I've done this, as the documentation clearly states, for arules:
a_df3 <- data.frame(TID = c(1,1,2,2,2,3), item=c("a","b","a","b","c", "b"))
a_df3
trans4 <- as(split(a_df3[,"item"], a_df3[,"TID"]), "transactions")
Works okay. But if I try to do the same for a 3 column dataframe, everything goes haywire:
a_df4<-data.frame(SEQUENCEID=c("1","1","1","2","2","3","3"),
EVENTID=c("1","2","3","1","2","1","2"),
ITEM=c("a","b","a","c","a","a","b"))
a_df4
SEQUENCEID EVENTID ITEM
1 1 1 a
2 1 2 b
3 1 3 a
4 2 1 c
5 2 2 a
6 3 1 a
7 3 2 b
Yes, there are duplicates but this is exactly the point isn't it? (to find frequent sets of sequences).

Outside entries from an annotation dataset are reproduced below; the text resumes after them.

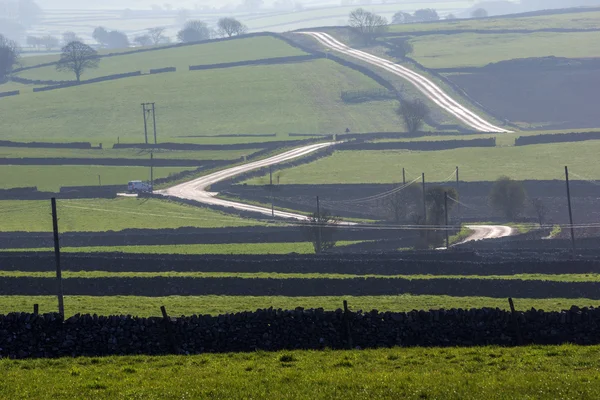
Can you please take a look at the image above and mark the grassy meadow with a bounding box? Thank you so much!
[0,59,400,145]
[0,294,600,317]
[0,345,600,399]
[247,140,600,185]
[410,32,600,69]
[16,37,306,81]
[0,197,261,233]
[0,165,193,192]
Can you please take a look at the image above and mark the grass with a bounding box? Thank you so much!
[390,11,600,33]
[0,272,600,282]
[17,37,306,81]
[0,145,260,160]
[0,198,261,233]
[0,59,399,145]
[410,32,600,69]
[0,294,600,317]
[0,165,193,192]
[0,345,600,399]
[7,242,358,254]
[247,141,600,185]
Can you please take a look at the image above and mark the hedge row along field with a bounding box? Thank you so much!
[0,307,600,358]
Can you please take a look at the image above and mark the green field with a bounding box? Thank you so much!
[410,32,600,69]
[247,140,600,185]
[0,58,400,145]
[0,165,193,192]
[0,198,260,231]
[0,294,600,317]
[0,144,260,159]
[17,37,306,81]
[390,11,600,33]
[0,270,600,282]
[0,345,600,399]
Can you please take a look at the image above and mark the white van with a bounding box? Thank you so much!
[127,181,152,193]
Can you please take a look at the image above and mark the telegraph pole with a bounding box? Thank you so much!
[565,166,575,257]
[421,172,427,225]
[456,167,461,226]
[444,192,450,250]
[152,103,158,144]
[51,197,65,320]
[142,103,148,144]
[317,196,321,253]
[150,152,154,191]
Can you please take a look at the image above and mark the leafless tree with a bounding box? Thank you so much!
[148,26,165,45]
[56,42,100,82]
[348,8,388,43]
[217,18,248,37]
[531,197,548,226]
[133,35,152,46]
[304,210,340,254]
[396,99,430,133]
[0,34,21,82]
[384,184,422,222]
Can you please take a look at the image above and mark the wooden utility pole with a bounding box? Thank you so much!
[565,166,575,257]
[421,172,427,225]
[317,196,321,253]
[150,152,154,190]
[142,103,148,144]
[51,197,65,319]
[444,192,450,250]
[456,167,461,226]
[152,103,158,144]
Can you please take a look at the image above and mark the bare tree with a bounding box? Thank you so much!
[0,34,21,82]
[177,20,211,43]
[490,176,527,221]
[471,8,488,18]
[133,35,152,46]
[63,31,83,46]
[531,197,548,226]
[148,26,165,45]
[348,8,388,43]
[217,18,248,37]
[56,42,100,82]
[384,184,421,222]
[396,99,430,133]
[304,210,340,254]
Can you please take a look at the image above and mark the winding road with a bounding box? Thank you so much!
[298,32,510,133]
[155,142,335,221]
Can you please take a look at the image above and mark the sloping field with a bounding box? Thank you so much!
[0,60,399,144]
[411,31,600,69]
[247,141,600,185]
[390,11,600,33]
[0,198,261,232]
[16,37,306,81]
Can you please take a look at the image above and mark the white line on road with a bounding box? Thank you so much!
[298,32,510,133]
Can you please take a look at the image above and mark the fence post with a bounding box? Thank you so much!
[344,300,353,349]
[508,297,523,346]
[160,306,179,354]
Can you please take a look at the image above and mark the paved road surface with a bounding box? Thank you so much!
[463,225,513,243]
[156,142,335,220]
[299,32,510,133]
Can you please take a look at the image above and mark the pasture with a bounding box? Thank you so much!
[0,165,192,192]
[16,37,306,81]
[241,140,600,185]
[0,198,262,233]
[0,58,399,144]
[0,345,600,399]
[410,32,600,69]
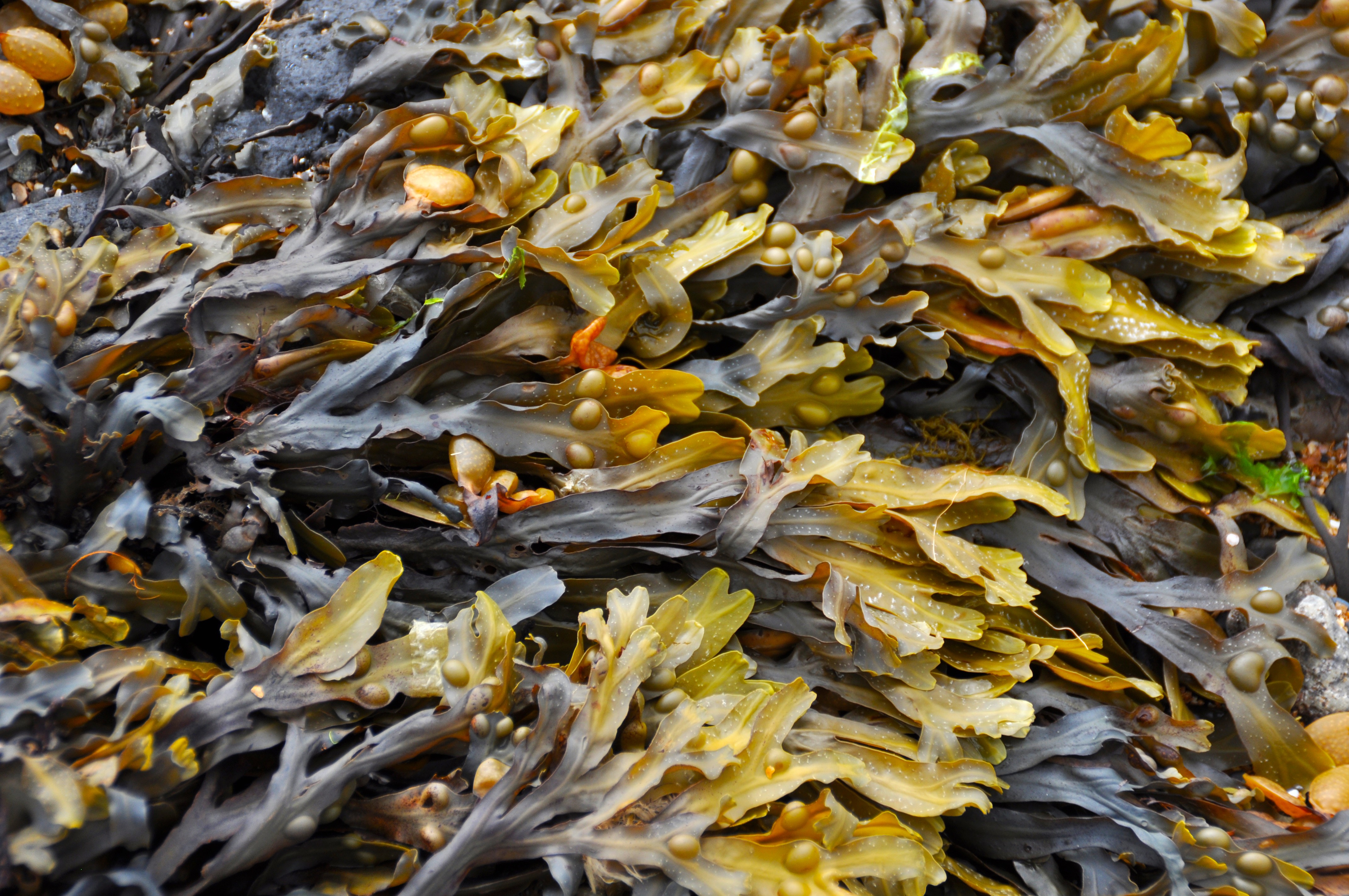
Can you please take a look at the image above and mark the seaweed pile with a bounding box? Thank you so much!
[0,0,1349,896]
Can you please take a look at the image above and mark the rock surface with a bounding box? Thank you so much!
[0,189,101,255]
[206,0,402,177]
[1290,582,1349,722]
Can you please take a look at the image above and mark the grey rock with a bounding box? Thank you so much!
[0,190,100,255]
[1288,582,1349,722]
[206,0,394,177]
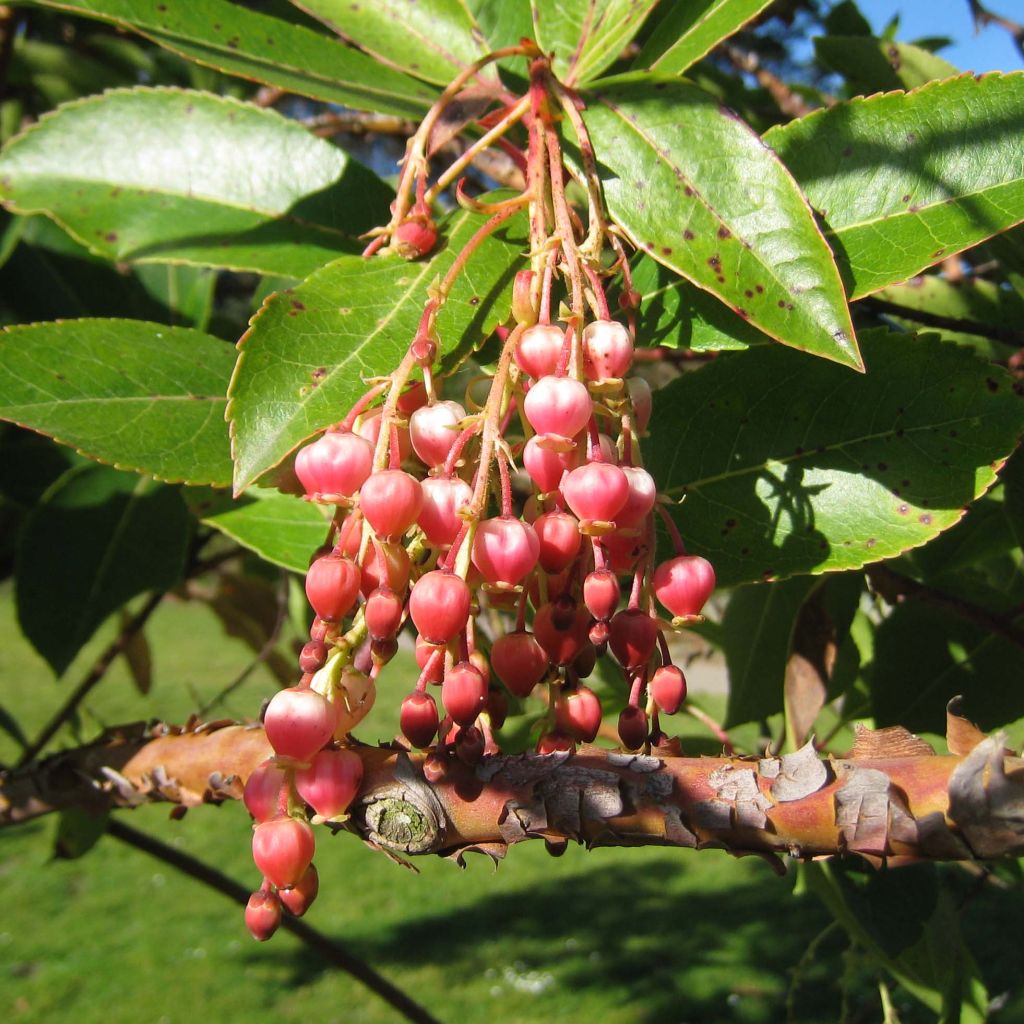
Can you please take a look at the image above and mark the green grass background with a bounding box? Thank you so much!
[0,589,1024,1024]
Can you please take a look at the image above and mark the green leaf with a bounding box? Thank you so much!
[0,215,206,327]
[15,465,188,675]
[18,0,435,118]
[0,319,233,485]
[824,0,873,36]
[529,0,657,85]
[295,0,491,85]
[644,331,1024,586]
[467,0,534,63]
[202,487,328,573]
[584,75,861,369]
[722,577,821,729]
[765,73,1024,299]
[800,860,988,1024]
[0,705,29,750]
[874,274,1024,346]
[53,807,111,860]
[134,263,217,331]
[633,256,771,352]
[633,0,771,75]
[869,600,1024,734]
[814,36,959,93]
[228,202,526,492]
[0,88,391,276]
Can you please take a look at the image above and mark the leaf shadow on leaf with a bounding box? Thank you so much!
[644,332,1022,586]
[768,95,1020,298]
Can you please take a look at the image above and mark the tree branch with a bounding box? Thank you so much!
[17,591,164,767]
[106,820,438,1024]
[0,719,1024,862]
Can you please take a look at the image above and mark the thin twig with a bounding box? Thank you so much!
[861,295,1024,346]
[865,564,1024,649]
[106,819,438,1024]
[967,0,1024,56]
[17,591,165,768]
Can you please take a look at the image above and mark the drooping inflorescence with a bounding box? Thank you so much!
[245,44,715,940]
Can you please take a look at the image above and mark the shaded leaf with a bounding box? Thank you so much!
[824,0,873,36]
[228,201,526,490]
[53,807,111,860]
[15,465,188,675]
[121,608,153,696]
[722,577,820,729]
[584,75,860,368]
[765,73,1024,299]
[800,860,988,1024]
[0,319,233,485]
[134,263,217,331]
[814,36,959,93]
[869,598,1024,735]
[202,487,328,573]
[633,0,771,75]
[644,331,1024,585]
[633,256,771,352]
[0,88,391,276]
[295,0,491,85]
[529,0,657,84]
[19,0,434,118]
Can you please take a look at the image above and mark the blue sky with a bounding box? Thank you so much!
[857,0,1024,72]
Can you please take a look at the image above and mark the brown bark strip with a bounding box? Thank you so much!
[6,722,1024,859]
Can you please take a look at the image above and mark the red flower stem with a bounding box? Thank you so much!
[338,381,389,430]
[583,264,611,319]
[657,630,672,665]
[498,452,512,516]
[381,421,401,469]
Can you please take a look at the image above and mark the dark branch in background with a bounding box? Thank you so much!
[196,572,288,718]
[865,564,1024,649]
[858,296,1024,347]
[106,819,438,1024]
[725,46,814,118]
[633,345,718,362]
[17,591,164,768]
[967,0,1024,56]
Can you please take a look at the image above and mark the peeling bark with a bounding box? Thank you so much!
[0,722,1024,862]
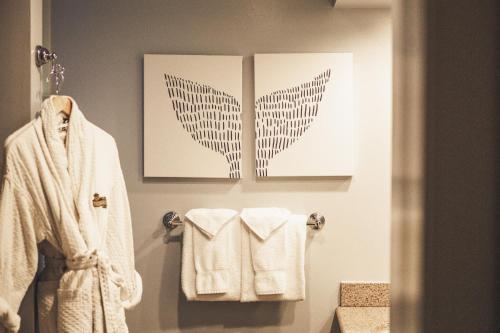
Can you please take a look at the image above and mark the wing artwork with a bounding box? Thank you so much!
[165,74,241,178]
[255,69,331,177]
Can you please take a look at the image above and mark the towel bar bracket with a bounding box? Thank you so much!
[162,211,326,232]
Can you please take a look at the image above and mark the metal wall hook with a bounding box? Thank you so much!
[307,213,326,230]
[35,45,57,67]
[162,211,326,232]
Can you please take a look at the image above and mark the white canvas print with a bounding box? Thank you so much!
[255,53,357,177]
[144,54,242,178]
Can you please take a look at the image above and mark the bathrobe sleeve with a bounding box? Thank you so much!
[106,145,142,309]
[0,168,38,332]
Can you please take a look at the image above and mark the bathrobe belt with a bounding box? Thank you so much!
[46,250,121,333]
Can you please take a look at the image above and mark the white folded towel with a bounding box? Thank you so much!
[241,208,307,302]
[182,209,241,301]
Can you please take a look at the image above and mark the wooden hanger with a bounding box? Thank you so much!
[52,95,73,117]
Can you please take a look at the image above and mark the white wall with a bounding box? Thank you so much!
[52,0,391,333]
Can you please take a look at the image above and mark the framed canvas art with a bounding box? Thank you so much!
[144,54,242,178]
[255,53,357,177]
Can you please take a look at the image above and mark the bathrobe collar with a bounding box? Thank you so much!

So, now I coerce like such:
seqt<-as(split(myseq[,"ITEM"],myseq[,"SEQUENCEID"],myseq[,"EVENTID"]),"transactions")
And I get:
Error in asMethod(object) :
can not coerce list with transactions with duplicated items
I've been all over the place trying to get thru this simple hurdle:
- Changing the order of splits
- Changing everything into factors
- Changing everything into matrix
- Feeding the data frame directly like such into the arules function
- Exporting into a .txt, importing as read.transactions
- Exporting into a .txt, importing as "basket"
- Trying "solutions": here, here, and here (read_baskets is a function?)
All errors are either the one described above or when I don't get any I get a transaction object with two columns, which OF COURSE cannot be read by arulesSequences
because it needs three columns: 1) SEQUENCE-ID, EVENT-ID, ITEMS.
I don't think my data base structure could be any clearer. The sequence is "costumer number", the event id would be the purchase number and the items, well, items.
Please any help appreciated including the structures "as()" wants to see so that it does the coercing correctly.